D'autres avaient été plus intelligents et s'étaient mis ensemble pour se séparer quelques mois plus tard. D'autres encore étaient restés en couple, fous amoureux l'un de l'autre. Mais leurs noms ne restaientt pas. Pour une raison qu'il ignorait, on oubliait toujours les noms de ceux qui finissaient bien.

— Tu espères être nommé ?

Alexandre arriva à sa hauteur, ses deux mains sur les henses de son sac. Ses cheveux roux lui tombaient devant les yeux de manière adorable. Ce qu'il aimait chez lui, c'était que pas un seul détail de son physique donnait à penser qu'il était millionnaire. C'était le genre de gars qui respirait la petite maison du pré, sous un soleil d'été, des pissenlits dans le jardin, un livre à la main et une mélodie de Schubert en fond. Parler avec lui, c'était comme atterrir dans un roman de Pagnol.

— Non, répondit-il avec un air catégorique. J'ai pas envie de mourir tout de suite.

— Si c'est Emma l'autre désignée, tu ne mourras pas.

— Qu'est-ce qui te fais dire ça ?

— Tu sortiras avec elle.

— Elle est ma meilleure amie.

— Oui, c'est ça.

William sortit une cigarette et un briquet de sa poche, échappant un rire du style "si tu veux pas me croire, tant pis pour toi". Il l'alluma sous le regard insistant d'Alexandre. À l'instant où il la portait à ses lèvres, Emma fit son apparition à l'entrée, son sac Chanel sous le bras, talons et mini jupe blanche. Plusieurs garçons se retournèrent à son passage. Parmi eux, Simon Beaulait lui jeta un regard dévoreur. Déjà à la fête, il lui tournait autour. S'il touchait un seul de ses cheveux, il lui promettait de lui faire la peau.

— Mon Willy ! s'exclama-t-elle en le voyant.

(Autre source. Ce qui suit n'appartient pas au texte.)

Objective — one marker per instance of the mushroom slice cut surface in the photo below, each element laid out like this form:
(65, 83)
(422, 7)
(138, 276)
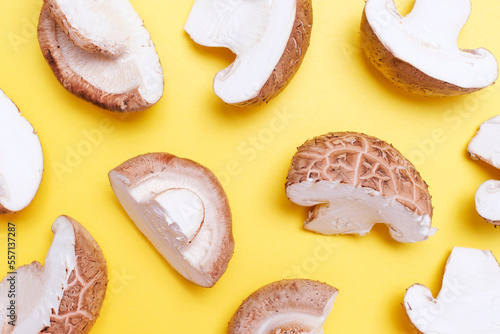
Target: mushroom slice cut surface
(485, 145)
(288, 306)
(21, 158)
(419, 52)
(180, 206)
(469, 300)
(269, 37)
(63, 296)
(488, 201)
(117, 68)
(353, 181)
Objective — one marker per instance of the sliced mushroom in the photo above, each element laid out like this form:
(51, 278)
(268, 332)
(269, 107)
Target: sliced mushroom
(180, 206)
(468, 301)
(353, 181)
(21, 158)
(488, 201)
(288, 306)
(101, 52)
(419, 52)
(485, 145)
(63, 296)
(269, 38)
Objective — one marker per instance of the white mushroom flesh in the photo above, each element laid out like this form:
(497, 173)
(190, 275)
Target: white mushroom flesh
(21, 158)
(39, 290)
(146, 204)
(488, 201)
(469, 300)
(138, 67)
(486, 143)
(427, 39)
(183, 209)
(346, 209)
(256, 31)
(311, 321)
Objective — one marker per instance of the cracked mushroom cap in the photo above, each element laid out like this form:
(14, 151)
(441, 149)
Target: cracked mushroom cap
(353, 181)
(288, 306)
(180, 206)
(101, 52)
(21, 158)
(468, 300)
(63, 296)
(419, 52)
(269, 38)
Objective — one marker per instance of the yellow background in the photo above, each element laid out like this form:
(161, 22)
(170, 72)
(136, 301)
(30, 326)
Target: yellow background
(334, 90)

Son baiser laissa une trace de rouge à lèvres sur sa peau. Alexandre eut droit au même. Puis elle lui vola la cigarette, inspirant une longue gorgée de fumée tandis que le roux s'essuyait la joue.

— Depuis quand tu fumes ?

— Depuis maintenant, sourit-elle en lui rendant le papier blanc. Où est Erwin ?

— Il n'a pas cours ce matin.

— Cette chance. J'aurais bien dormi une petite heure de plus.

— T'as quoi comme cours ? s'enquit Alexandre.

— Fondamentaux du management, fit-elle en levant les yeux au ciel. Que du divertissement.

Leur première heure, pour William et Alexandre, était la gestion d'entreprise. Ce dernier prit note de chaque mot prononcé par l'enseignant, soulignant des phrases, annotant le coin des feuilles. Il écrivait à une vitesse impressionnante. William optait pour la tablette portable, même si sa page Word ne se remplissait pas très vite.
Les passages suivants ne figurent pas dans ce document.